On Fri, 2012-03-16 at 09:03 -0700, Paul E. McKenney wrote: 
> Hello, Dimitri and Mike,
> 
> This one is a first step in limiting RCU-induced latencies for systems
> that have not just NR_CPUS=4096, but also a lot of CPUs.  I have tested
> this using my big-system-simulation setup, but of course testing on
> systems that really are big would be quite valuable.

This didn't work for me.

On a 48 core DL785, with your GP initialization patch applied, and
tracing with irqsoff tracer with box idling along, tracer reports >
200us latencies (tracer overhead alert) from force_qs_rnp() banging on
254 locks.. iow it didn't stop traversing, did a good imitation of a
latency spike.

So I bent it up a little, see below.  I haven't instrumented it yet, and
might have busted it all to pieces, so RFC back.

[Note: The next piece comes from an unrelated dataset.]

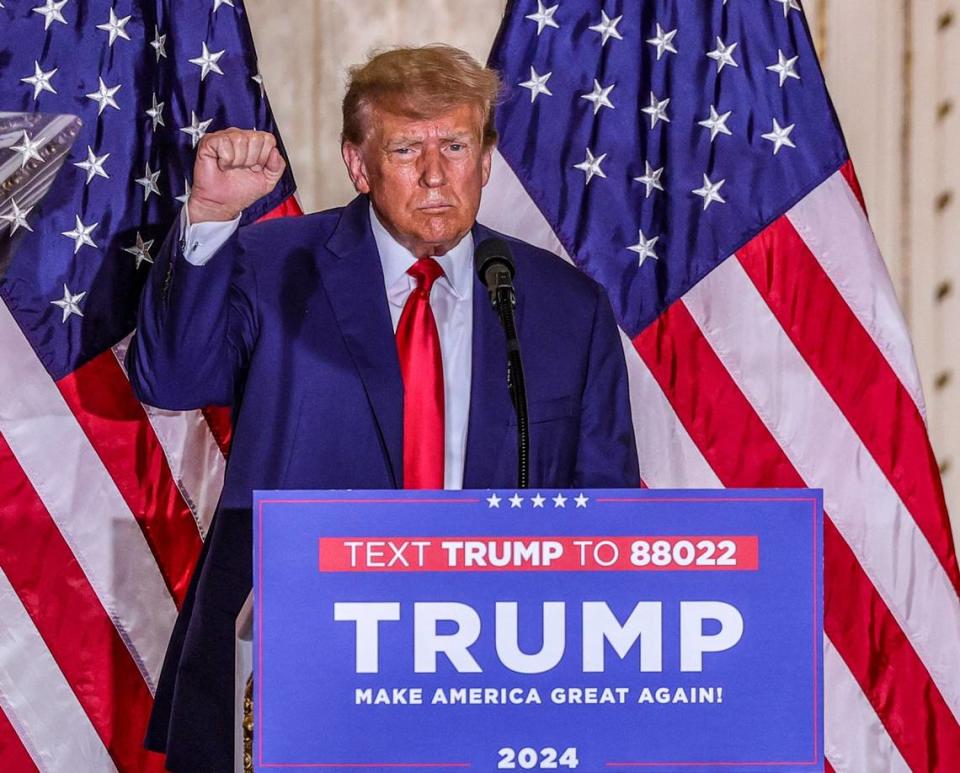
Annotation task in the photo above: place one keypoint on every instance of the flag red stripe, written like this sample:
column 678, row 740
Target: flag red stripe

> diff --git a/kernel/rcutree.c b/kernel/rcutree.c
> index 7247fa8..e99b405 100644
> --- a/kernel/rcutree.c
> +++ b/kernel/rcutree.c
> @@ -1685,47 +1685,66 @@ void rcu_check_callbacks(int cpu, int user)
>   * have not yet encountered a quiescent state, using the function specified.
>   * Also initiate boosting for any threads blocked on the root rcu_node.
>   *
> + * Returns 0 if the scan could not be completed, 1 otherwise.
>   * The caller must have suppressed start of new grace periods.
>   */

But it fibs, always returns 1.

> -static void force_qs_rnp(struct rcu_state *rsp, int (*f)(struct rcu_data *))
> +static int force_qs_rnp(struct rcu_state *rsp, int (*f)(struct rcu_data *))
>  {
>  	unsigned long bit;
>  	int cpu;
> +	int cpusvisited = 0;
>  	unsigned long flags;
>  	unsigned long mask;
>  	struct rcu_node *rnp;
>  
>  	rcu_for_each_leaf_node(rsp, rnp) {
..... 
> 		for (; cpu <= rnp->grphi; cpu++, bit <<= 1) {
> -			if ((rnp->qsmask & bit) != 0 &&
> -			    f(per_cpu_ptr(rsp->rda, cpu)))
> +			if ((rnp->qsmask & bit) == 0)
> +				continue;
> +			if (cpu > rcu_get_max_cpu())
> +				goto done;

No unlock.

.... 
> +done:
> +	rsp->fqs_next_cpu = 0;
> +	return 1;
>  }

rsp->fqs_next_cpu = 0 means we start over, no?

WRT FQS_MAX_CPU_VISIT, maybe a read_mostly tweakable instead?  (Like we
don't have enough tweakables lying about)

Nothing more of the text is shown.